Ankara'da uğradığı silahlı saldırıda yaşamını yitiren eski Ülkü Ocakları Genel Başkanı Sinan Ateş'in öldürülmesine dair görülen davada ara karar açıklandı.
Sinan Ateş'in eşi Ayşe Ateş, ara kararın açıklanmasının ardından açıklamalarda bulundu.
Ayşe Ateş, alınan her kararı hukuki olarak eksik olduğunu vurgulayarak "Şu anda burada dudağımdan dökülecek her sözün adalet dileyen birer yoksul olarak kayda geçmesini talep ediyorum.

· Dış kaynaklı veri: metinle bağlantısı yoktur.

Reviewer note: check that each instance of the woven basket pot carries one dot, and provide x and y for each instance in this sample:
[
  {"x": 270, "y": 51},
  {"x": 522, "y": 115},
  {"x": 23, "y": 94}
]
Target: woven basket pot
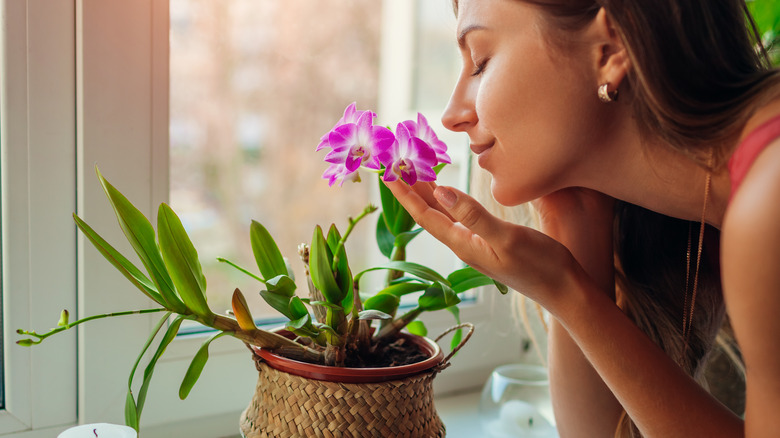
[{"x": 295, "y": 399}]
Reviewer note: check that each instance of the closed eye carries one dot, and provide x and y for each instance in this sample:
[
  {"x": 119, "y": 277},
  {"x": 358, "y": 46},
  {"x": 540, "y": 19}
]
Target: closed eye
[{"x": 479, "y": 68}]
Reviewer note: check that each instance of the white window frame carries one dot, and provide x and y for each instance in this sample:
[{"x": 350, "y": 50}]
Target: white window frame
[
  {"x": 119, "y": 96},
  {"x": 38, "y": 195}
]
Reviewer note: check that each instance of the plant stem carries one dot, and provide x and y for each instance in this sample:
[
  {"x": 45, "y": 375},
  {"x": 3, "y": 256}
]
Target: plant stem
[
  {"x": 352, "y": 222},
  {"x": 271, "y": 341},
  {"x": 398, "y": 324},
  {"x": 62, "y": 328}
]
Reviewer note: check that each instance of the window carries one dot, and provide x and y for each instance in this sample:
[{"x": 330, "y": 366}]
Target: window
[
  {"x": 37, "y": 170},
  {"x": 86, "y": 83}
]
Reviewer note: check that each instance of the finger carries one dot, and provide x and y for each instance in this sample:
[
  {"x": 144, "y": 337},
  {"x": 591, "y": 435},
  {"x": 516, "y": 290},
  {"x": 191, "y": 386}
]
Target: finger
[
  {"x": 425, "y": 190},
  {"x": 470, "y": 213},
  {"x": 468, "y": 245}
]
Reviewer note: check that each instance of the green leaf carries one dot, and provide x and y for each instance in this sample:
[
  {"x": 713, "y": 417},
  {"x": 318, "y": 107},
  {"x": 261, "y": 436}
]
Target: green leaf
[
  {"x": 297, "y": 308},
  {"x": 415, "y": 269},
  {"x": 299, "y": 323},
  {"x": 468, "y": 278},
  {"x": 389, "y": 206},
  {"x": 182, "y": 261},
  {"x": 140, "y": 234},
  {"x": 169, "y": 336},
  {"x": 437, "y": 297},
  {"x": 343, "y": 273},
  {"x": 279, "y": 302},
  {"x": 458, "y": 335},
  {"x": 403, "y": 221},
  {"x": 321, "y": 303},
  {"x": 136, "y": 277},
  {"x": 282, "y": 285},
  {"x": 387, "y": 303},
  {"x": 196, "y": 366},
  {"x": 401, "y": 289},
  {"x": 373, "y": 314},
  {"x": 320, "y": 261},
  {"x": 131, "y": 414},
  {"x": 267, "y": 255},
  {"x": 404, "y": 238},
  {"x": 417, "y": 328},
  {"x": 241, "y": 311},
  {"x": 384, "y": 238}
]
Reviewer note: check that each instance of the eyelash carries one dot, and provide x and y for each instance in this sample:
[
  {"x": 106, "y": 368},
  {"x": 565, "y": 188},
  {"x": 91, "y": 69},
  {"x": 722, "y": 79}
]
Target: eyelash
[{"x": 480, "y": 68}]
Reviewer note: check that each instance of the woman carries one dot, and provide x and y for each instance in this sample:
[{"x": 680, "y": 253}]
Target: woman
[{"x": 663, "y": 105}]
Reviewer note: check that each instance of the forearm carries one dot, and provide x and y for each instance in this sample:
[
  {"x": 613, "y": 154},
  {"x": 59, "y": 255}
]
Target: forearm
[
  {"x": 583, "y": 404},
  {"x": 661, "y": 399}
]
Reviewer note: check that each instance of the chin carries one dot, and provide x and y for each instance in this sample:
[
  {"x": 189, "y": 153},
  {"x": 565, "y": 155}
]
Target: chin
[{"x": 508, "y": 196}]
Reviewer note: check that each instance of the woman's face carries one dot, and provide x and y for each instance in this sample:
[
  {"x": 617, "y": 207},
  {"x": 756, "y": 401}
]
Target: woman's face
[{"x": 528, "y": 104}]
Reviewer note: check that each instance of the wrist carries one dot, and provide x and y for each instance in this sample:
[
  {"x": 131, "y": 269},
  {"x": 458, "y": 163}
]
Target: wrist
[{"x": 578, "y": 291}]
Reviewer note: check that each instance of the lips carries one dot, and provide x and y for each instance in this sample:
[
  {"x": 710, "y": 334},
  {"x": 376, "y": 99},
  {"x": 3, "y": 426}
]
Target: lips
[{"x": 478, "y": 148}]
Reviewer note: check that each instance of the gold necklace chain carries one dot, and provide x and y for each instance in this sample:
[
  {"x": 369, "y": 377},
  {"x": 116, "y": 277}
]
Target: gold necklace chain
[{"x": 688, "y": 310}]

Sincan Yerleşkesinde 5 gün boyunca sanıkların ve müdafilerin siyasi cinayeti alacak verecek davasına indirme çabasına şahit olan kumpas tiyatrosu bugün sonlandı. Şüpheliler aralarındaki bağlantılar ve deliller bakımında ilişkili olması gereken 2 ayrı dosya var. Bu yargılamaya eksik iddianameyle yapılan yarım mahkeme diyoruz. Alınan her kararı hukuki olarak eksik buluyoruz" ifadelerine yer verdi.
Ayşe Ateş'in konuşmasından öne çıkanlar şu şekilde:
"Dosyaya bakan savcılar hakkında HSK'ya suç duyurusunda bulunuldu. Düne kadar eksik iddianameyi beğenip bize nispet yapanlar bunu beğenmez oldu.
Müdafiler cıvık iddiaları önümüze sundular. Müdafilerin duruşma boyunca yaptığı konuşmanın eçvçevesi sosyal medyada günler önce yazılıyordu, kapsıyordu.
Müdafilerin duruşma boyunca yaptığı sorguların çerçevesi sosyal medyada belirli bir odak tarafından günler önce öne sürülen iddia ve ithamları kapsıyordu. Dün X hesabım üzerinden bununla ilgili belgeli bir paylaşım yaptım. Gerçekleri görmek isteyenler oraya bakabilirler.
"OLAYI FETÖ YAPTI DİYEREK KAPATMAK İSTİYORLAR"
Ayrıca dün sabah yaptığım basın açıklamasında da duruşma esnasında maruz kaldığımız bu saldırıya dikkat çekmiştim. Hemen akabinde karanlık gücün satılık kalemleri “Ayşe Ateş, FETÖ İmamı’nı savundu” şeklinde tezvirat yapmaya başladı. Çünkü bu olayı “FETÖ yaptı” diyerek kapatmak istiyorlar. Tezgâhı açmışlar, beyanlarınızı “FETÖ’yü, FETÖCÜleri, FETÖ İmamı’nı savunmak” olarak pazarlıyorlar.
Aslında diyorlar ki biz ne diyorsak onu kabul edecek, çizdiğimiz çerçevenin dışına çıkmayacaksın. Çıkarsan seni mahvederiz. Çıktım, çıkıyorum, çıkacağım! Çizdiğiniz çerçeveyi de paramparça edeceğim!
Müşahede ettiğimiz süreç bizi şu sonuca ulaştırdı: Hem katledilmeden hemen önce resmî hesaplar üzerinden hem de katledildiği andan itibaren açılan sahte hesaplar aracılığıyla Sinan’la alakalı olarak yürütülen karalama kampanyalarının, FETÖCÜ iftiralarının merkezinde, kurgulanan ve içinde bulunduğumuz süreçte sergilenen bu tiyatro varmış.
“Biz bunu öldürdükten sonra savcı, emniyet mensubu; ana, bacı, eş demeden karşımıza kim çıkarsa FETÖCÜ ilan eder. Sinan da FETÖCÜ’ydü. Bu bizi hedef almak için gerçekleştirilmiş örgüt içi infaz, der ve elimizdeki gücü kullanarak da üzerini bu şekilde kapatırız.” şeklinde bir plan yapılmış. Bunu iddia etmiyorum. Bu senaryoyu karanlık gücün satılık kalemleri ve trol hesapları sosyal medyada ve basında her gün yazıp çiziyor. Bu organize kötülüğü sizler de müşahede ediyorsunuz.
Lafı daha da uzatıp hem sizlerin hem de bizlere kulak veren aziz milletimizin değerli vaktini çalmak istemiyorum. Zaten görünen köy de kılavuz istemiyor. Çünkü her gelişme bir kez daha kamuoyu önünde cereyan ediyor."